Le recueil « Femme-rivière », de l’autrice canadienne Katherena Vermette, au-delà de l’éclairage qu’il apporte sur les Premières Nations du Manitoba hier et aujourd’hui, est l’occasion de réfléchir à l’élément aquatique, à ce qu’il fait résonner dans nos corps et dans nos langues.

(...) Katherena Vermette est une écrivaine canadienne de la Nation métisse de la rivière Rouge, laquelle prend naissance dans le nord des États-Unis et irrigue Winnipeg et son lac, dans le Manitoba. La rivière Rouge, indique l’autrice, est devenue un dépotoir, quelque chose que l’on tient pour acquis – une idée déjà présente dans le court métrage Cette rivière (2016) qu’elle a coréalisé. (...)
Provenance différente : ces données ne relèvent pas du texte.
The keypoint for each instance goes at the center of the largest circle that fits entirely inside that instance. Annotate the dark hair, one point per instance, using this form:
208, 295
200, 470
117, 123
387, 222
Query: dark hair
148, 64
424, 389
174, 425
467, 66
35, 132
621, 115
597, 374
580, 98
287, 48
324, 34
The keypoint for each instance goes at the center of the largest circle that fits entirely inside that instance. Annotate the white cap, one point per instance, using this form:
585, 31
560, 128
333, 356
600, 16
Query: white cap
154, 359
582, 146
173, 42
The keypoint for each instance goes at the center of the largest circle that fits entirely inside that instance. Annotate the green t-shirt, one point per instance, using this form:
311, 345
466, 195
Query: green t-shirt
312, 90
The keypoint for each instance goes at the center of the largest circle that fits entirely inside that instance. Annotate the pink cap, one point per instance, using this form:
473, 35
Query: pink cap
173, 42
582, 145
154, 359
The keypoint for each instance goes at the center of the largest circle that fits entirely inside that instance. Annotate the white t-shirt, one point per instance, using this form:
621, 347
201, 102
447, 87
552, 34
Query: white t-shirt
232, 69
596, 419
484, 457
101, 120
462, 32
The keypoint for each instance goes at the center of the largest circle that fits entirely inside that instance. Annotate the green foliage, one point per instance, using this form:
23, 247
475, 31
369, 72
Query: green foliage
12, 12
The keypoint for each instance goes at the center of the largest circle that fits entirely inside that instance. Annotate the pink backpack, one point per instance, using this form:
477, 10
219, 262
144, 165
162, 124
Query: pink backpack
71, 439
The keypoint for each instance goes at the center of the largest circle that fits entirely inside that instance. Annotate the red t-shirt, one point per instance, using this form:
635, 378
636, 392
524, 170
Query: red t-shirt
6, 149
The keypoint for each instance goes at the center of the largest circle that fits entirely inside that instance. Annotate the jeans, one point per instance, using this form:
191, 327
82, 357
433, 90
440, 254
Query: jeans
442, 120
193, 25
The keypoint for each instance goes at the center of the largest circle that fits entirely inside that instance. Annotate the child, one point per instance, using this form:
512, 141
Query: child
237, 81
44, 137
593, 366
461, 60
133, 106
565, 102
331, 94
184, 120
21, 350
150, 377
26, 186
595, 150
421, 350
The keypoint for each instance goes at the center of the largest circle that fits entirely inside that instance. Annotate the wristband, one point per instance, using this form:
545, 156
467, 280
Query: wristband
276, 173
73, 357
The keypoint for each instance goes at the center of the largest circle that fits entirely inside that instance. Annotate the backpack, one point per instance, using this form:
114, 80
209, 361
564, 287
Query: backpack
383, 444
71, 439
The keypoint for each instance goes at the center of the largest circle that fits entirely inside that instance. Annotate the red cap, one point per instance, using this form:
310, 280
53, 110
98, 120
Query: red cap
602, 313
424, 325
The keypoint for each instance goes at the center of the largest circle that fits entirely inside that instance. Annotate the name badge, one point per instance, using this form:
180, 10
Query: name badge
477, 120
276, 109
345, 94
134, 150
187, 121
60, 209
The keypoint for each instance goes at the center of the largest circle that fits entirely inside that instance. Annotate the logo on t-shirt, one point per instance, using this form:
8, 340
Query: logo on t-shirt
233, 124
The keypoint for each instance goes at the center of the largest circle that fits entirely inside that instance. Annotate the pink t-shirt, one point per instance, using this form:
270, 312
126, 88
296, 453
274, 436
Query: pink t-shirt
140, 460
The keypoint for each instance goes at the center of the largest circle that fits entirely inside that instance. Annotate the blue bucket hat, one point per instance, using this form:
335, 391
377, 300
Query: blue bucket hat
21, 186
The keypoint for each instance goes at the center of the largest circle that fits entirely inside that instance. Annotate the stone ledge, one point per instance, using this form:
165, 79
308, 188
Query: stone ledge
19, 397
La rivière Rouge occupe la partie centrale du recueil de Katherena Vermette, Femme-rivière, où femme, nature et rivière se confondent, trop souvent entravées : « cette rivière est une femme / elle a été draguée / puis traînée ». Elle déborde, ses cheveux doivent être disciplinés, ses courbes rectifiées. Comme dans le livre d’Orsenna, le cours de la rivière et les veines du corps humain se confondent (il existe d’ailleurs au Canada la rivière Bloodvein) : « le courant / a tangué dans mon sang / le mouvement s’est rué / sous ma peau ». (...)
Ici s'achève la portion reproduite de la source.